Sri Aurobindo, Trois Upanishads: Isha, Kena, Mundaka
Isha Upanishad , Brahman l'unité de Dieu et du monde-La multitude-

Raison et Beauté Suprarationnelle

      
La religion étant la recherche du spirituel et du suprarationnel, il est donc probable que, dans cette sphère, la raison intellectuelle sera une aide insuffisante et qu'elle se trouvera finalement, sinon dès l'abord, en pays étranger et condamnée à cheminer avec timidité si elle ne veut pas trébucher présomptueusement dans le royaume d'une puissance et d'une lumière supérieures aux siennes. 
Mais dans les autres sphères de la conscience et de l'activité humaines, il pourrait sembler qu'elle est droit à la place souveraine, puisque celles-ci se meuvent sur le plan inférieur du rationnel et du fini ou appartiennent aux confins du rationnel et de l'infrarationnel, et que les impulsions et les instincts de l'homme ont avant tout besoin de la lumière et du contrôle de la raison. Dans sa sphère propre de connaissance finie (science, philosophie, arts usuels), son droit à la souveraineté, pourrait-on penser, est indiscutable. Mais finalement, il se trouve que ce n'est pas vrai. Son domaine peut être plus vaste, ses pouvoirs plus étendus, son action à juste titre plus sûre d'elle-même, mais enfin de compte elle se trouve partout située entre les deux mêmes pôles de notre être, infrarationnel et suprarationnel, et elle remplit à un degré plus ou moins grand la même fonction d'intermédiaire. D'un côté, la raison est un éclaireur (mais pas toujours la principale lumière) et un correcteur de nos impulsions vitales et de nos premières recherches mentale; et de l'autre, elle est seulement un ministre de l'Esprit voilé et elle prépare le chemin de l'avènement de son règne.

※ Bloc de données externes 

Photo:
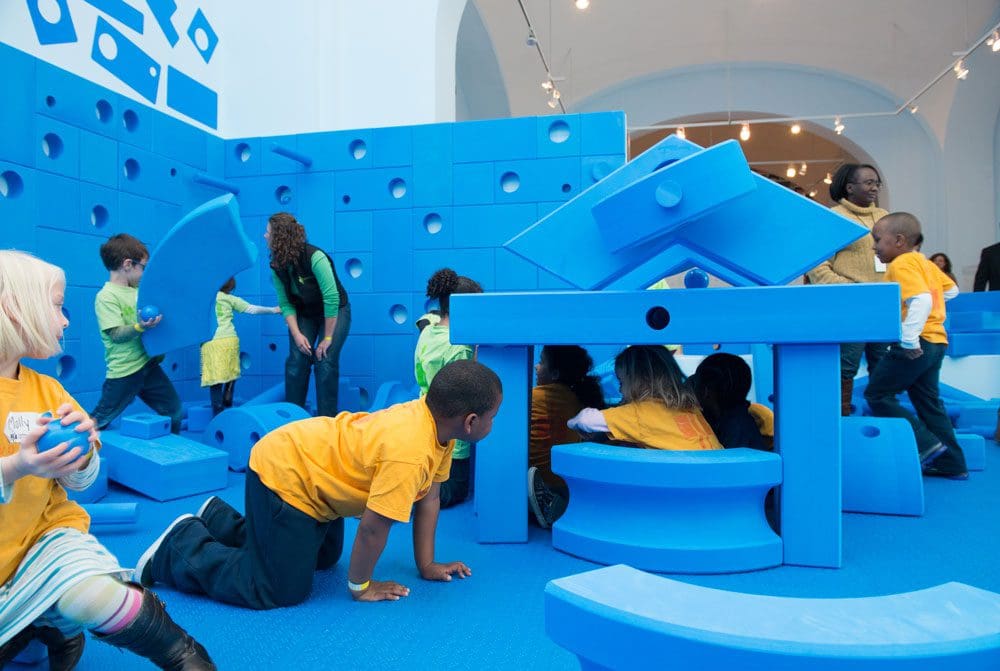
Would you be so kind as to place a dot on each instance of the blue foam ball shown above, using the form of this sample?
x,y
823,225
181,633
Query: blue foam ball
x,y
696,278
57,433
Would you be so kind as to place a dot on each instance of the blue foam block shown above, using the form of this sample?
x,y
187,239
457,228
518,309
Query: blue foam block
x,y
145,425
131,65
668,511
974,448
164,468
186,269
236,430
162,11
192,98
60,31
881,467
621,618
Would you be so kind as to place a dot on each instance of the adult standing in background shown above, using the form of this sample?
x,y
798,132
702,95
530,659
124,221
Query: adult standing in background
x,y
988,272
315,307
855,189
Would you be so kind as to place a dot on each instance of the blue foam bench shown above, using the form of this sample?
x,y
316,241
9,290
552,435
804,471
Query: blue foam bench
x,y
164,468
880,466
668,511
621,618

     Ce rôle est particulièrement évident dans les deux domaines qui, dans l’échelle ordinaire de nos pouvoirs sont les plus proches de la raison et l’encadrent: l’être esthétique et l’être éthique, la recherche du Beau et la recherche du Bien. Chez l’homme, la poursuite de la beauté trouve son expression la plus intense et la plus satisfaisante dans les grands arts créateurs: poésie, peinture, sculpture, architecture; mais finalement, il n’est pas d’activité dans la nature et de la vie humaine d’où l’on doive l’exclure, pourvu que nous comprenions la beauté en son sens le plus vaste et le plus vrai. Apprécier totalement et universellement la beauté, rendre notre vie et notre être entièrement beaux, est sûrement nécessaire à la perfection de l’individu et de la société. Mais à l’origine, cette recherche de la beauté n’est pas rationnelle; elle jaillit des sources de notre vie, c’est un instinct et une impulsion, un instinct de satisfaction esthétique et une impulsion de création et de jouissance esthétiques. Prenant naissance dans les parties infrarationnelles de notre être, cet instinct, cette impulsion commencent avec bien des imperfections, des impuretés et d’évidentes grossièretés, non seulement dans leurs créations mais dans leur appréciation des choses. C’est ici que la raison entre en jeu pour discerner, éclairer, corriger, signaler les insuffisances et les grossièretés, énoncer des lois d’esthétique, purifier notre appréciation et notre création par un raffinement du goût et une connaissance juste.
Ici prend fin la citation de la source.